California's three largest investor-owned utilities are renewing their complaints over rooftop solar, according to a story this morning on the business website As more and more homeowners install rooftop solar panels and sell power back to the grid, utilities say they are passing as much as $1.3 billion in costs on to other customers.

Not mentioned by the utilities: the more than $15 billion ratepayers across the state will need to pay to build new transmission lines if we meet the state's renewable energy mandates without rooftop solar.

According to the article, the state's three largest investor-owned utilities -- San Diego GHas & Electric (SDG&E), Southern California Edison (SCE), and Pacific Gas & Electric (PG&E) -- estimate that once the state hits its legal upper limit on net-metered solar, the utilities will be passing along hundreds of millions of dollars in costs to ratepayers without solar panels. SDG&E will be getting $200 million a year from non-solar ratepayers; SCE about $400 million, and PG&E about $700 million.

By comparison, SDG&E's Sunrise Powerlink transmission line, which was built with the ostensible intention of moving renewable energy from Imperial County to San Diego, is being funded entirely by ratepayers to the tune of $1.9 billion dollars. SDG&E isn't griping over that cost to its ratepayers, likely because the utility will likely earn $1.6 billion in total profits on the transmission line over its 58-year expected lifespan.
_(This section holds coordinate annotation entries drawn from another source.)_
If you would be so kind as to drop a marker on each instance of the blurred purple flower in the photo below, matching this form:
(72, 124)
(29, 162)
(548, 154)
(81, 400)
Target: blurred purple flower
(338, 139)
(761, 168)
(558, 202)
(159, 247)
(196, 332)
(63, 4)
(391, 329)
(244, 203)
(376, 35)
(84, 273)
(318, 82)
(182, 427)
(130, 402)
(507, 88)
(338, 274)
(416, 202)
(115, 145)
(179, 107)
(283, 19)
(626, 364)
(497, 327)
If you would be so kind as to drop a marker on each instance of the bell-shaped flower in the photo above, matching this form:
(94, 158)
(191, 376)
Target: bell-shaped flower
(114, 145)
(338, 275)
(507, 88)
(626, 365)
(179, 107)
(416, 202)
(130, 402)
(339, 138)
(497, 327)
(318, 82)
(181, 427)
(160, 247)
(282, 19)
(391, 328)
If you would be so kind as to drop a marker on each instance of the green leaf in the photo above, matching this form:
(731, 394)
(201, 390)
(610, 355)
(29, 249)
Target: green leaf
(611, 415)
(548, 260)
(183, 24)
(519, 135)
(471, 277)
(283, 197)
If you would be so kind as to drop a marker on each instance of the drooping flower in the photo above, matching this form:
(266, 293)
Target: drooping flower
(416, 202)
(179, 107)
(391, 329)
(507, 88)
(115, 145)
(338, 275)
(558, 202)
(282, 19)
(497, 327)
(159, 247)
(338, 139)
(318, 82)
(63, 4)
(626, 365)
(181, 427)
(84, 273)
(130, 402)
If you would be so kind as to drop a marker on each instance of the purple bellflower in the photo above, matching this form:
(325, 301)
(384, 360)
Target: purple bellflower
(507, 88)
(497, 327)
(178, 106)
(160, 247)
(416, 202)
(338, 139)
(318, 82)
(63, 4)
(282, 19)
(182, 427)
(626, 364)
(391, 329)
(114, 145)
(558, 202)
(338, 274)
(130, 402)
In 2009, a report by the Renewable Energy Transmission Initiative -- a body composed of agencies and utilities -- forecast that in order to build enough utility-scale renewable energy capacity to comply with California's Renewable Portfolio Standard, the state would have to build $15.7 billion worth of new transmission lines. That was up from $12 billion forecast a couple months earlier by the CPUC. Costs for that new transmission, which will certainly be higher by the time they're actually built, would be borne by ratepayers.

It's understandable that investor-owned utilities are upset about losses due to rooftop solar and other locally owned distributed generation: the explosion in new technology threatens the utilities' business models, much as advances in recording and duplicating technology threatened the music industry's business models.

As Bloomberg reports, the utilities' complaints haven't gotten far:

So far, regulators haven't been sympathetic to utilities' complaints about rooftop solar power. The California Public Utilities Commission rejected in January San Diego Gas's request to impose a "network use charge" that would have added a fee to customers with rooftop solar panels.

But for ratepayers concerned about utility warnings that they may have to foot the bill for someone else's solar panels, consider this: every rooftop solar installation lowers the chance you'll be on the hook for almost $16 billion in transmission lines. And these days, with third party solar leasing firms, you can always just get your own.